小学校前の「よい子の店」54年の歴史に幕 学用品や駄菓子扱い年中無休 82歳店主「私の生きがいだった」
埼玉県所沢市けやき台の市立清進小学校の校門前にある「よい子の店京藤(きょうとう)文具店」。学校の開校当時から児童を見守ってきた名物店が、54年の歴史に幕を閉じる。1人で店を切り盛りしてきた店主の京藤暁子さん(82)は90歳を前に閉店を決意。「54年やれたのは子どもたちと保護者に恵まれたから。大したもうけはないけれど、子どもたちを見ていると毎日が新鮮で、私の生きがいだった」と振り返る。 店内には鉛筆やノートなどの学用品と共に、30円前後で20種ほどそろえる駄菓子が並ぶ。店の前で待ち合わせてジュースや当たりくじ付きの駄菓子を楽しむ児童たちに「だらしない店と思われたくないから」と、京藤さんは年中無休で午前7時~午後7時まで店を開ける。早朝は学校の周りを掃除し、登校時間は店の前に立って「おはよう」と声をかける。いつしか「よい子のおばちゃん」と呼ばれるようになった。 清進小が開校した翌年の1969年8月に開店。東京都品川区で生まれ、結婚を機に現在の場所に引っ越した。目の前は農道と整備されていない野原。正面に小学校が建つと聞き、「いい条件だし、お店をやりたい」と思い立った。最初は1歳の長女を育てながら。長男の妊娠中も大きなおなかで営業を続け、出産後は「小脇に抱えながら」働いた。長女は長男の世話を手伝い、京藤さんが2カ月ほど入院した際は夫が店を開けて協力してくれた。

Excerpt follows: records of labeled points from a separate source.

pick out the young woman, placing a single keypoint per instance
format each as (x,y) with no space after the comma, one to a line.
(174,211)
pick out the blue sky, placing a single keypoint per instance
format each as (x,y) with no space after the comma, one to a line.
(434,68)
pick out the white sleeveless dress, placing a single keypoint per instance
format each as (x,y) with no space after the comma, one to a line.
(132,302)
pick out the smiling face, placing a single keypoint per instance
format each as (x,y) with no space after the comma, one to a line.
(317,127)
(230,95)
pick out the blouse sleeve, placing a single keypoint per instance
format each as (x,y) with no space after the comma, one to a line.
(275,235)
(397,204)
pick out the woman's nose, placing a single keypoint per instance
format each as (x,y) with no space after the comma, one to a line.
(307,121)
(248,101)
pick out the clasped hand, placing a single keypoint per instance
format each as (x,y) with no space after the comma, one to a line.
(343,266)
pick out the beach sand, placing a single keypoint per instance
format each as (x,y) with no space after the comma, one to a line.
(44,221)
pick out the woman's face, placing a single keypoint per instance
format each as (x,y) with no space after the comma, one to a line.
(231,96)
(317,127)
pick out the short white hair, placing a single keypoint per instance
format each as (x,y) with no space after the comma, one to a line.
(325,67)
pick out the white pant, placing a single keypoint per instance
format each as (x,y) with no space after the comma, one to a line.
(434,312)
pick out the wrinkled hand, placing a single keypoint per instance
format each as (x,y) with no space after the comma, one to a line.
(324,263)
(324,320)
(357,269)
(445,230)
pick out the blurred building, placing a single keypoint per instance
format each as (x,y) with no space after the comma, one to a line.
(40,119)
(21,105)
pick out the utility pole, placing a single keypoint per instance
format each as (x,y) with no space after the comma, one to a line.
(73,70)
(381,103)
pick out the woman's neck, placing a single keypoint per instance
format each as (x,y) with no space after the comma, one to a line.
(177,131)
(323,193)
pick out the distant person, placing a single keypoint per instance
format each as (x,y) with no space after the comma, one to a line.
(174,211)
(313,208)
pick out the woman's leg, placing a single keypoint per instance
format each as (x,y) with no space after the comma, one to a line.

レジに立つ京藤さんからは入り口のガラス戸越しに、校内を駆け回る児童の姿が見える。「私も頑張って走らなきゃって、元気をもらいます」。2006年に夫が亡くなり、子どもたちは就職や結婚で家を出た。新型コロナウイルス感染症の流行時は児童の買い食いに配慮してアイスの販売を中止した。それでも大好きな児童のために店を続けた。「あいさつしてくれるようになったり、掃除をしてると『私がやるよ』と言ってくれたりする。いい子たちばかり」と目を細める。 親子3代で清進小に通う市内の久保義行さん(62)は「アイスやジュースを買って、店の前で食べた。おばさんはいつもニコニコしていて、おじさんは少し怖かったな」と振り返り、閉店の知らせに「店があるのが当たり前だったから、寂しい」と話す。娘の木村あゆみさん(34)は「(女性アイドルグループ)『モーニング娘。』のカードのくじを引いて、友達と交換していた」と懐かしみ、「友達のお母さんは登校前に鉛筆を買い足しに駆け込むこともあったみたい。これからどうしようってみんなで話していますよ」と閉店を惜しむ。